満足度★★★★
宮崎県立芸術劇場・演劇ディレクターの任を下りて身軽になった?永山智行氏の東京滞在製作舞台。期間は1ヶ月という。俳優は全て東京で調達。青年団との繋がりも濃いらしい永山氏の下に参じたのは、青年団所縁の俳優、その所縁の俳優という具合だが、内輪感なく、内容的には質の高い布陣となった。
劇形式のユニークさは前回の「ただいま」でも物言いの様式にあった記憶が(朧ろに)あるが、今回は会話が無く、二組の夫婦の他方の一人称語り(モノローグ)を代弁する、という形式で発語があり、他は殆ど言葉を発せず能か舞踏のようにゆっくり動く様式の場面で占められる。

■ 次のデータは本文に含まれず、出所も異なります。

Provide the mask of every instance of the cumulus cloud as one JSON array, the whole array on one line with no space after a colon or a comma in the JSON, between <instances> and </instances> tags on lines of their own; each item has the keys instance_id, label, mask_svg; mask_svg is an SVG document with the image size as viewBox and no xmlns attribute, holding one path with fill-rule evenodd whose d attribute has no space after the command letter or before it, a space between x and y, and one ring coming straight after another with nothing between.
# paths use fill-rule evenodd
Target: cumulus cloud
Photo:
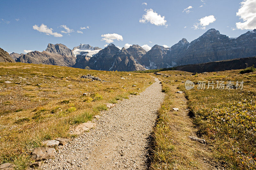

男女の宿命的関係、倦怠、愛を持ちながらの行き詰まり・・それらの非言語表現が次第に言葉に劣らない雄弁さを持つのに見入っていた。
終盤言葉が多くなり、やや唐突感のある台詞(災害にまつわる比較的具体的描写、政治や世界の事)がどの次元の言葉に解すべきか戸惑ったが、大まかなイメージでどうにか受け止める。終始俳優の様子がよく、穏やかな閉じ繰りの後、ゆったりした時間に身を委ねていた。